Clooney told ABC News when he visited the country three months ago, the referendum happening at all still seemed very much in jeopardy.

"No one thought that they were going to pull this referendum off by Jan. 9, not anybody," he said. " Most of the people even in the government here, certainly most of the people in the U.N., at the Security Council who were here when I was here a hundred days ago, and every one to a man said this would be delayed. "

South Sudan Celebrates Independence Before Voting Ends

United States officials have said that they would consider removing Sudan from the state-sponsored terror list, which has imposed harsh sanctions on the country for over a decade, if Khartoum peacefully accepts the referendum result and meets all the conditions under the peace deal.

Even after results are announced, the separation process will take at least six months. Analysts and aid groups worry that in that time the potential for violence erupting is still high.

As voting began on Sunday more than 20 police officers were killed and 30 others wounded in an attack by Arab militia-men in the disputed oil-rich border region of Abyei. The tribesmen reportedly used anti-tank weapons and artillery, which South Sudanese officials say were supplied by north Sudan's military, a charge Khartoum denies.

There are also reports that at least 10 South Sudanese were killed in an ambush by the same tribe of Arab militia-men as they tried to cross the border from the north into the south to vote.

Clooney and John Prendergrast of the Enough Project visited Abyei and said tensions there remain high.
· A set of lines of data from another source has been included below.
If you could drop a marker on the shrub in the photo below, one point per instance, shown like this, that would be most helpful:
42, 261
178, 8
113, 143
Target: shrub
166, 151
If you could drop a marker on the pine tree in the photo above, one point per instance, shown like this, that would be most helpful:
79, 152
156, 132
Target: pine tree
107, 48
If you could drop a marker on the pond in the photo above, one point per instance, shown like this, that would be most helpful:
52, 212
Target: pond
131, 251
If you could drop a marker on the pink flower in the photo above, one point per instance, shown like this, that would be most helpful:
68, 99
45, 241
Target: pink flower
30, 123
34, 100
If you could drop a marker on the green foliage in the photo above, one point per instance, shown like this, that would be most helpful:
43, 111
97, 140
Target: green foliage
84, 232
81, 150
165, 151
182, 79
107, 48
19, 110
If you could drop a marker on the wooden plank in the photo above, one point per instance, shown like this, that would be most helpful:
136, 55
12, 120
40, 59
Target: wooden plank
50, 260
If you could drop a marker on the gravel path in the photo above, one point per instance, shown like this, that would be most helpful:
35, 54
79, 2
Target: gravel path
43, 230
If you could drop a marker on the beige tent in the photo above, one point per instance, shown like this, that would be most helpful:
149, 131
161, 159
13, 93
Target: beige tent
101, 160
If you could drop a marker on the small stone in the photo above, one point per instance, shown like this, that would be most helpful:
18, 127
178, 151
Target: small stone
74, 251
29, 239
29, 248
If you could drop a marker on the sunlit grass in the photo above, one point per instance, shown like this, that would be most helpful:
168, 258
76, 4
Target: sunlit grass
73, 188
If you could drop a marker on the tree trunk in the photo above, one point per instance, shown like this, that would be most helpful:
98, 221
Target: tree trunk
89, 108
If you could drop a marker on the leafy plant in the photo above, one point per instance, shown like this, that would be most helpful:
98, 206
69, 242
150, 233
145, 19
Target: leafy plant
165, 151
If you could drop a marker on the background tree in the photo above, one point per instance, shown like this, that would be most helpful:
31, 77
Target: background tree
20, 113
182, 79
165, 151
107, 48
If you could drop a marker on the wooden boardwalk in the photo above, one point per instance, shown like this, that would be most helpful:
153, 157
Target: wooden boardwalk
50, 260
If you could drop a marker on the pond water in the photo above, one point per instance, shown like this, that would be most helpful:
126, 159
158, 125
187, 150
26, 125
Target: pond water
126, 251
They've been calling attention to the possibility of violence surrounding the referendum for the last year, even helping to funding the Sudan Sentinel project, which uses satellite technology to monitor military build-ups on the border and human rights abuses.

"If you listen to the State Department, if you listen to the intelligence agencies, if you listen to the president of the United States, if you listen to any analyst here...this place has the greatest chance to be the largest conventional war of the 21st century," Clooney told ABC News. "We're trying to stop a war before it starts."

The celebrations in South Sudan have already begun before the voting is finished. Signs all over South Sudan's capital Juba are pro-separation, and anti-Khartoum. "Bye Bye Bashir" read one banner, a sign of the long-standing animosity between the south and the north.

That animosity fueled a 20-year civil war that killed more than two 2 people.